Re: ipset v5.0-pre10

[Mr Dash Four <mr.dash.four@googlemail.com>]

> I don't completely understand you: the bitmap:port type already supports 
> adding/deleting port ranges. Could you write a full example?
>   
OK, here goes (*full* example using bash script):- Suppose that I need 
to define a pair of IP subnets with two range of ports - 
223.240.0.0/13:1-1024 and 223.248.13.0/24:8000-16000 - and include them 
in one set. In 4.x that will only be possible by using the following 
shell script (9 subsets as 4.x ipporthash construct accepts only /16 
subnets):
=======4.x===============
#!/bin/sh

cn_base_set='blacklisted-cn-240-special'
# initialise the new sets
for (( _i=0; _i < 8; _i++ )); do
# - split in 8 subsets as 4.x can't have more than /16 (B-class) subnets 
in ipporthash constructs
  ipset -N $cn_base_set$_i ipporthash --network 223.24$_i.0.0/16
done
ipset -N blacklisted-cn-248-selected ipporthash --network 223.248.13.0/24

for (( _i=1; _i <= 1024; _i++ )); do
# 1'st loop - low port ranges
  for (( _j=0; _j < 8; _j++ )); do
  # 2nd loop -24x /16 subnets
    ipset -A blacklisted-cn-240-special$_j 223.24$_j.0.0/16,$_i
  done
done
for (( _i=8000; _i <= 16000; _i++ )); do
# 2nd set - selected (8k-16k) port ranges
  ipset -A blacklisted-cn-248-selected 223.248.13.0/24,$_i
done
=========================

The above script will create 9 sets of type ipporthash: 
blacklisted-cn-240-special0 ... blacklisted-cn-240-special7 and 
blacklisted-cn-248-selected and then add the port ranges in the 
following manner:

ipset -A blacklisted-cn-240-special0 223.240.0.0/16,1
ipset -A blacklisted-cn-240-special1 223.241.0.0/16,1
...
ipset -A blacklisted-cn-240-special7 223.247.0.0/16,1
...
...
ipset -A blacklisted-cn-240-special7 223.247.0.0/16,1024

and then (last loop):

ipset -A blacklisted-cn-248-selected 223.248.13.0/24,8000
ipset -A blacklisted-cn-248-selected 223.248.13.0/24,8001
...
ipset -A blacklisted-cn-248-selected 223.248.13.0/24,16000

In 5.x-pre10 the above job would be a bit easier as I understand there 
is no limit on the size of the network (i.e. I am no longer constrained 
by B-class subnet):

=======5.x-pre10===============
#!/bin/sh

# initialise the new combined set
ipset -N blacklisted-cn-combined hash:ip,port

for (( _i=1; _i <= 1024; _i++ )); do
# 1'st loop - low port ranges
  ipset add blacklisted-cn-combined 223.240.0.0/13,$_i
done
for (( _i=8000; _i <= 16000; _i++ )); do
# 2nd set - selected (8k-16k) port ranges
  ipset add blacklisted-cn-combined 223.248.13.0/24,$_i
done
=========================

The above scripts will execute at least 9024 "ipset -A/add" statements!

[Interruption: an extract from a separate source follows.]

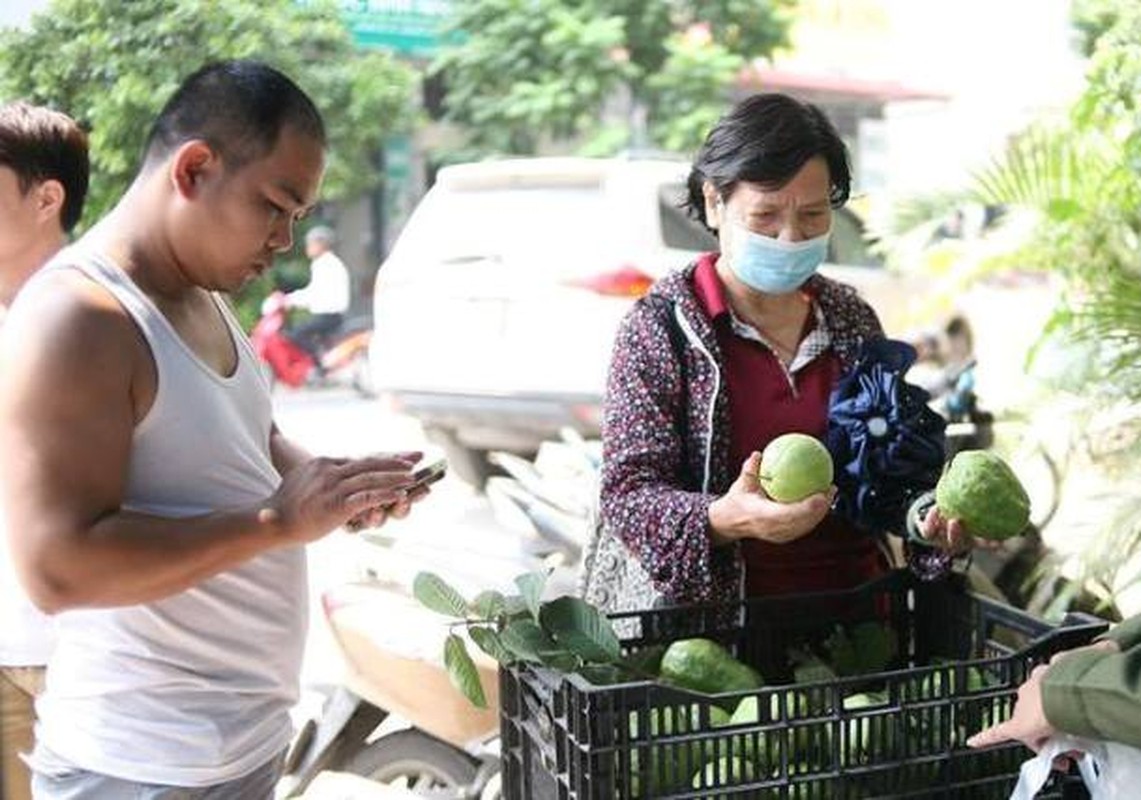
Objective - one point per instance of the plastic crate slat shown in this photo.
(565, 738)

It would be more convenient if I could do this in 5.x:

ipset -N blacklisted-cn-combined hash:ip,port
ipset -A blacklisted-cn-combined 223.240.0.0/13,1-1024
ipset -A blacklisted-cn-combined 223.248.13.0/24,8000-16000

Just 3 statements - much simpler and I won't bother with any loops!